Lire les nouvelles de Dan LEUTENEGGER constitue une expérience déstabilisante, qui comme tout vertige, ne s'oublie pas. Ses pages résistent d'ailleurs à toute classification bien assise, et l'on ne saurait en extraire en deux phases séparées poésie d'un côté et art du récit court de l'autre.
Ses personnages y semblent souvent en proie à l'égarement : un égarement non pas tant psychologique (leur lucidité brille parfois d'une cruauté chirurgicale), ni même banalement spatial, mais bien plutôt temporel : c'est un temps mou, fangeux comme un marécage ou sournois comme les anneaux d'un reptile étouffant, qui les terrifie.

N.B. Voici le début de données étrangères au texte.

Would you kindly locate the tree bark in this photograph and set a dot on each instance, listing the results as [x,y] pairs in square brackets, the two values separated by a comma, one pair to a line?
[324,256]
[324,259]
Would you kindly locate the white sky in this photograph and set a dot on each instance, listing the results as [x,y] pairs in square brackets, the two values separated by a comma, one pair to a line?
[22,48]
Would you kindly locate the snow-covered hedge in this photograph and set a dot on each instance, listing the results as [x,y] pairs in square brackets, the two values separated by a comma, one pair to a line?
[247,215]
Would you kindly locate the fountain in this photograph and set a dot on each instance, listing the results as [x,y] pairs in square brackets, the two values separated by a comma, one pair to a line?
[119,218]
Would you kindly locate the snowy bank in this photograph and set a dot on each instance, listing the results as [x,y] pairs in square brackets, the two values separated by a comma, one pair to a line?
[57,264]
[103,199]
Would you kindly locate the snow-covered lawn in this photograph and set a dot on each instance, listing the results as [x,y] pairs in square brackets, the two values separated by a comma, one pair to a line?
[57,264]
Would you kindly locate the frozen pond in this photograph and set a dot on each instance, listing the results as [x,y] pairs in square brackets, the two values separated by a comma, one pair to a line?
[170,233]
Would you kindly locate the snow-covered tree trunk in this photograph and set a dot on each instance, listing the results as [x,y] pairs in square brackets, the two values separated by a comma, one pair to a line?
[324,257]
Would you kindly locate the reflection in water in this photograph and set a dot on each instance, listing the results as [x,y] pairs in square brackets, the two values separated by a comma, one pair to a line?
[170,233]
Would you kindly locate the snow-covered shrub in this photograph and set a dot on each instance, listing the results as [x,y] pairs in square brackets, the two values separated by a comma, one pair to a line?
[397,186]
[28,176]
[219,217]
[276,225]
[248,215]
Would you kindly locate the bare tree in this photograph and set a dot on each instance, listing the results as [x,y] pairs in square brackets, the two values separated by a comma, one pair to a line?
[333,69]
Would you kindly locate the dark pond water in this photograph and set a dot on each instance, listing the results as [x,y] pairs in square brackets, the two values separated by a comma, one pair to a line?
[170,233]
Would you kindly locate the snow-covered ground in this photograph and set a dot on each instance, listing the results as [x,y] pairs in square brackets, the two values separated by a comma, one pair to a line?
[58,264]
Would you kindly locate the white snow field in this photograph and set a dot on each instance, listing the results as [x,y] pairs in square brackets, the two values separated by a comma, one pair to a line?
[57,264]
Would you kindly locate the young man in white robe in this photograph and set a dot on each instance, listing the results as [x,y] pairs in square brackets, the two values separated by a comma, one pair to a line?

Un temps qui n'a littéralement plus de sens, puisqu'il s'enroule ou s'englue au lieu de s'écouler, et bascule donc le monde dans l'absurde.
C'est dans une lutte farouche contre cette absurdité que ces nouvelles se parent, armes et armure, d'une profusion de draperies poétiques, telle la salle de bal chez Poe d'où l'on croyait tenir éloigné, à grand renfort de somptueuses tentures, le spectre de la mort qui finissait toujours par y entrer.
Comme dans un tableau d'Egon Schiele, ce spectre accroché à notre dos ne révèle son ombre que dans l'éclaboussure poétique de la lumière, et nous dessine alors de son doigt de ténèbres les contours épanouis d'une beauté terrifiée.